Stripe: Tensor Compilation via the Nested Polyhedral Model
This addresses the challenge for ML engineers and hardware developers who face excessive effort in maintaining state-of-the-art performance with hand-tuned kernels, offering a more scalable solution.
The paper tackles the problem of generating high-performance code for rapidly evolving hardware and machine learning libraries by introducing Stripe, an intermediate representation based on the Nested Polyhedral Model, which enables a compiler that allows independent development of algorithms, optimizations, and hardware accelerators, resulting in improved design exploration over traditional methods.

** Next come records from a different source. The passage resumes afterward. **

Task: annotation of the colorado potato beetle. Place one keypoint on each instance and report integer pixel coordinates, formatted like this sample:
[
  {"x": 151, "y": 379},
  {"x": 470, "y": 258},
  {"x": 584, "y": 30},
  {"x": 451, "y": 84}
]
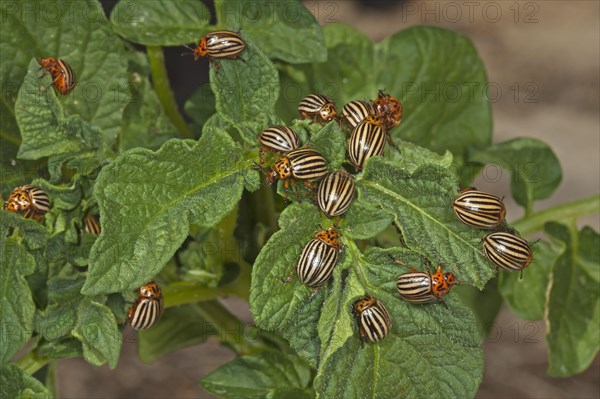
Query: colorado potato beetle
[
  {"x": 356, "y": 111},
  {"x": 419, "y": 287},
  {"x": 220, "y": 44},
  {"x": 389, "y": 109},
  {"x": 278, "y": 138},
  {"x": 374, "y": 320},
  {"x": 147, "y": 308},
  {"x": 508, "y": 251},
  {"x": 62, "y": 75},
  {"x": 302, "y": 163},
  {"x": 478, "y": 209},
  {"x": 367, "y": 140},
  {"x": 318, "y": 108},
  {"x": 318, "y": 259},
  {"x": 92, "y": 225},
  {"x": 336, "y": 192},
  {"x": 30, "y": 201}
]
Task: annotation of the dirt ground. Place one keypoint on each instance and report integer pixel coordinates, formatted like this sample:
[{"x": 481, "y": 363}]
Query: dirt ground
[{"x": 550, "y": 50}]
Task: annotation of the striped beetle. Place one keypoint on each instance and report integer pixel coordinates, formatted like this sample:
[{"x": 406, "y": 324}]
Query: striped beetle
[
  {"x": 367, "y": 140},
  {"x": 62, "y": 75},
  {"x": 220, "y": 44},
  {"x": 419, "y": 287},
  {"x": 278, "y": 138},
  {"x": 318, "y": 108},
  {"x": 336, "y": 192},
  {"x": 92, "y": 225},
  {"x": 318, "y": 259},
  {"x": 147, "y": 308},
  {"x": 356, "y": 111},
  {"x": 374, "y": 320},
  {"x": 389, "y": 109},
  {"x": 32, "y": 201},
  {"x": 508, "y": 251},
  {"x": 478, "y": 209},
  {"x": 302, "y": 163}
]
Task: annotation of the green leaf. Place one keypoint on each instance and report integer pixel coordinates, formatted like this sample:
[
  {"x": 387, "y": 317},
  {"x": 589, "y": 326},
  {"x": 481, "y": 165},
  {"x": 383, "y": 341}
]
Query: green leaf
[
  {"x": 573, "y": 315},
  {"x": 200, "y": 106},
  {"x": 87, "y": 44},
  {"x": 59, "y": 318},
  {"x": 17, "y": 384},
  {"x": 535, "y": 170},
  {"x": 407, "y": 363},
  {"x": 16, "y": 172},
  {"x": 16, "y": 304},
  {"x": 484, "y": 304},
  {"x": 418, "y": 330},
  {"x": 411, "y": 156},
  {"x": 178, "y": 328},
  {"x": 245, "y": 89},
  {"x": 421, "y": 204},
  {"x": 97, "y": 330},
  {"x": 284, "y": 30},
  {"x": 330, "y": 142},
  {"x": 159, "y": 22},
  {"x": 61, "y": 349},
  {"x": 45, "y": 128},
  {"x": 437, "y": 75},
  {"x": 273, "y": 303},
  {"x": 34, "y": 234},
  {"x": 144, "y": 123},
  {"x": 202, "y": 259},
  {"x": 269, "y": 374},
  {"x": 366, "y": 220},
  {"x": 526, "y": 297},
  {"x": 189, "y": 183}
]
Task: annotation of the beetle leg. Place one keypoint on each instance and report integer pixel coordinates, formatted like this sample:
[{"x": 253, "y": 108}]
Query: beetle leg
[
  {"x": 399, "y": 262},
  {"x": 288, "y": 279},
  {"x": 309, "y": 185},
  {"x": 315, "y": 291}
]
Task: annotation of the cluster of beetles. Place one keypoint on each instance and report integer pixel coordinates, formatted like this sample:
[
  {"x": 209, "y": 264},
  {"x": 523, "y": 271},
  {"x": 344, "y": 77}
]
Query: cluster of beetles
[{"x": 369, "y": 123}]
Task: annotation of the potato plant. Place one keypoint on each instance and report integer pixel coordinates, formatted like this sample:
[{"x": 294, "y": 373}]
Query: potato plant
[{"x": 181, "y": 200}]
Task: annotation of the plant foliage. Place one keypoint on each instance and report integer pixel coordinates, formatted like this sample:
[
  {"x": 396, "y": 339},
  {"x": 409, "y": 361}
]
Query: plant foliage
[{"x": 194, "y": 214}]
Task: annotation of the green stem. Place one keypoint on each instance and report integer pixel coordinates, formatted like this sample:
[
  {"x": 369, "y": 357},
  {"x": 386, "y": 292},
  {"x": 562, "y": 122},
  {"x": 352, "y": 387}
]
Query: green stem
[
  {"x": 30, "y": 362},
  {"x": 163, "y": 89},
  {"x": 243, "y": 339},
  {"x": 564, "y": 212},
  {"x": 264, "y": 207},
  {"x": 52, "y": 379},
  {"x": 11, "y": 139}
]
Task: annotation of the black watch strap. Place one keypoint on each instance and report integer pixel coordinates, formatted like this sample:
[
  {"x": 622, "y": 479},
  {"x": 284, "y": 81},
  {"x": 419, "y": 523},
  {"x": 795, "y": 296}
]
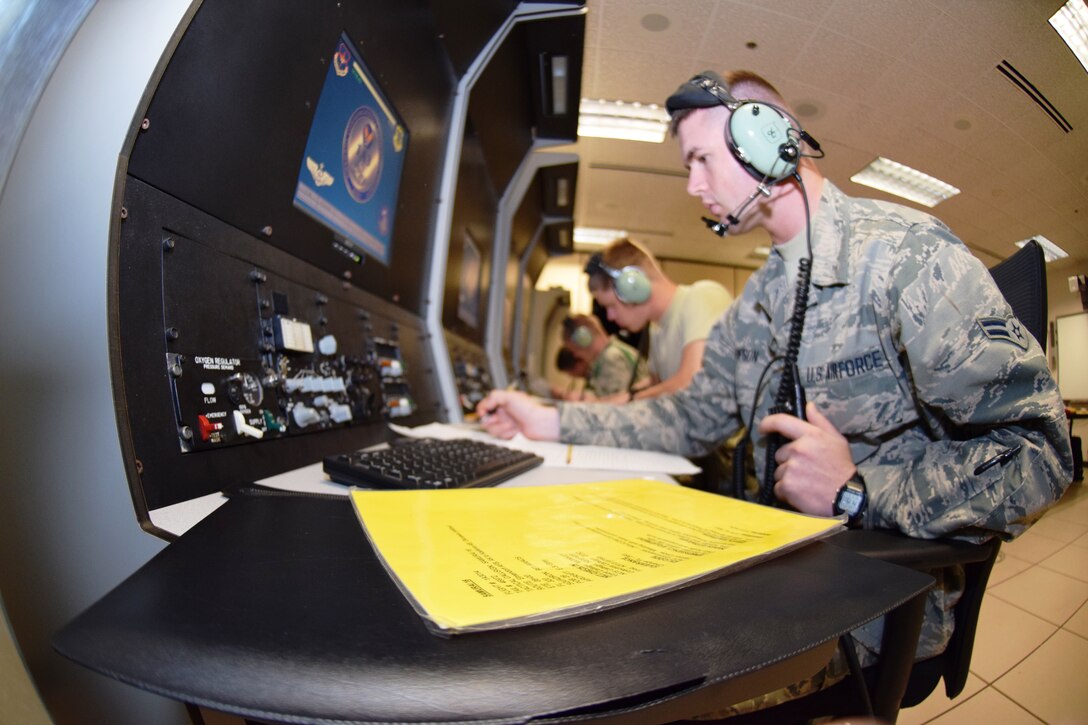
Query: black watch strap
[{"x": 852, "y": 499}]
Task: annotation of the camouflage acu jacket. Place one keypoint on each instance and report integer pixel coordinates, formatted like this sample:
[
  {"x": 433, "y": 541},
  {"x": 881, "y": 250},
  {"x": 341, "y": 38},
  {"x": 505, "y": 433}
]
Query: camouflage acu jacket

Hardware architectures and machine learning (ML) libraries evolve rapidly. Traditional compilers often fail to generate high-performance code across the spectrum of new hardware offerings. To mitigate, engineers develop hand-tuned kernels for each ML library update and hardware upgrade. Unfortunately, this approach requires excessive engineering effort to scale or maintain with any degree of state-of-the-art performance. Here we present a Nested Polyhedral Model for representing highly parallelizable computations with limited dependencies between iterations. This model provides an underlying framework for an intermediate representation (IR) called Stripe, amenable to standard compiler techniques while naturally modeling key aspects of modern ML computing. Stripe represents parallelism, efficient memory layout, and multiple compute units at a level of abstraction amenable to automatic optimization. We describe how Stripe enables a compiler for ML in the style of LLVM that allows independent development of algorithms, optimizations, and hardware accelerators. We also discuss the design exploration advantages of Stripe over kernel libraries and schedule-based or schedule-space-based code generation.